I am far from an eminent historian, but I did want to do something happier for an Alternate History in this week's column. So, What If…..Rick Manning Walked on August 26, 1987?
The setup for those unfamiliar with the event: Milwaukee Brewers designated hitter Paul Molitor had a 39-game hitting streak going into this game at Milwaukee County Stadium against the Cleveland Indians. He was the leadoff batter that night. He was 0-for-4 in his first four plate appearances against John Farrell.
The game was in a scoreless tie going into the bottom of the tenth inning, thanks to ten shutout innings from Teddy Higuera as the Brewers starter.
Milwaukee got a rally going against Doug Jones in the bottom of the tenth. Rob Deer was hit by a pitch to start the inning. Ernie Riles grounded into a fielder's choice that sent pinch-runner Mike Felder to second base. Jones intentionally walked Dale Sveum and Juan Castillo, the #9 batter in the Brewers' order was due to hit. Manager Tom Trebelhorn sent Rick Manning to the plate as a pinch-hitter. Manning singled to drive in Felder with the winning run. That hit meant that Molitor wouldn't get a chance to extend his hitting streak to 40 games.
Manning was booed by those in attendance. That has always bothered me. Now, Manning was already in trouble with Brewers fans. He began his career with the Indians and was traded to the Brewers on June 6, 1983. The problem for the fans was that Gorman Thomas, one of the most popular Brewers in team history, was sent to Cleveland for Manning. Granted, this walkoff hit came more than four years later, but fans have long memories.
Here's the alternate history: What if Rick Manning walked?
Jones was not yet the full-time closer for the Indians. He had just intentionally walked one batter and is in his first full season. However, Jones had decent control in 1987. He walked 24 against 87 strikeouts in 91-1/3 innings pitched.
Manning had a 13-year career and walked 471 times in 5,832 plate appearances. In 1987, Manning walked 12 times in 129 plate appearances.
The possibility for a walk is there, but it is pretty slight. So, imagine that Manning does draw a free pass to load the bases for Molitor.
This brings Molitor to the plate to face Jones. If you look at this page on Baseball Reference, you will see that Molitor is tied for the third most career plate appearances against Doug Jones. He is tied with Cal Ripken, Jr. (Both had 29). Only BJ Surhoff (31) and Tony Fernandez (30) faced Jones more in his career.
Jones won most of the matchups between the two. Molitor was just 6-for-28 (.214) with a homer, three RBI, no walks, and four strikeouts against Jones.

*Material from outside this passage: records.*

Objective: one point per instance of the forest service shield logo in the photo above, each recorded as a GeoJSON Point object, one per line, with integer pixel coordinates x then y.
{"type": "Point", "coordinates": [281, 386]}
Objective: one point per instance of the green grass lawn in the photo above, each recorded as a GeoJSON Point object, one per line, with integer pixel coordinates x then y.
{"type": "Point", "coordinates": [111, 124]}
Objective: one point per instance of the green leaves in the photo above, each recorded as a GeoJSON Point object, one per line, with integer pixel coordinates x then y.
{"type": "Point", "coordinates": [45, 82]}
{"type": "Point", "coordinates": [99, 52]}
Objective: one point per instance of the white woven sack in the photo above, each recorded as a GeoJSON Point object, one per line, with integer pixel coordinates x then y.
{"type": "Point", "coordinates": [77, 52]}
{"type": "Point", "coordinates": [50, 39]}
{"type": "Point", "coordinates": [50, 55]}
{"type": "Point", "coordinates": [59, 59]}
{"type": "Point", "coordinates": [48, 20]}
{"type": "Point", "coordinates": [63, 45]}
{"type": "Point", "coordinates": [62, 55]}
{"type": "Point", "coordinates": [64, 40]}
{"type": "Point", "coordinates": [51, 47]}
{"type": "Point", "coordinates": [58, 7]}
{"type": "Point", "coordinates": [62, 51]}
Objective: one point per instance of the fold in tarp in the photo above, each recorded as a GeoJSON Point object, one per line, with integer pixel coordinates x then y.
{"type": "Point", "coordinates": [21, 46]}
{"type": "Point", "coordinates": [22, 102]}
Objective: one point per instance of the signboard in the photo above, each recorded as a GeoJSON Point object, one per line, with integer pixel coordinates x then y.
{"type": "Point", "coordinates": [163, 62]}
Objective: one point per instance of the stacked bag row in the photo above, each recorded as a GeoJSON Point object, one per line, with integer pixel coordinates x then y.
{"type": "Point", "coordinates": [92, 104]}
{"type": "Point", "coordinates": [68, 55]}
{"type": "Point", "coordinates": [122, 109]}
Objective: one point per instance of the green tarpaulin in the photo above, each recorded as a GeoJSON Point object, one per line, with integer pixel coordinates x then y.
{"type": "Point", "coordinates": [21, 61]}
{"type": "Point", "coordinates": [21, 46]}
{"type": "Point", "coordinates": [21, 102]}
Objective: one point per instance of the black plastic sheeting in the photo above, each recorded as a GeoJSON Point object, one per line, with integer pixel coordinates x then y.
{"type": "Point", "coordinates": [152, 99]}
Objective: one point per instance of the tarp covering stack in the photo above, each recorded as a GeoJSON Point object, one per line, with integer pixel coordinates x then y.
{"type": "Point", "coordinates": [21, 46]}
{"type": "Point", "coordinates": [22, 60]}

But, since this was early in Jones's career and he is facing Molitor with the game on the line I can picture Molitor getting the game-winning hit to get his hitting streak to 40 games.
In his next game, Molitor would go 2-for-4 against Cleveland and that moves him to 41-games and into a tie with George Sisler for the fifth longest hitting streak in MLB history.
Unfortunately, there is no path to a 56-game hitting streak for Molitor in this alternate timeline. Les Straker and Juan Berenguer held Molitor hitless in four at bats on August 28.
Another branch of alternate history allows for a path to making DiMaggio's hitting streak out to 73 games. The short story is Cleveland's Ken Keltner doesn't make a spectacular play on one of DiMaggio's hot shots to third base on July 17, 1941 and he gets a hit move his streak to 57 games. DiMaggio would get a hit in his next 16 games…which is amazing in and of itself.
What would be your baseball What If?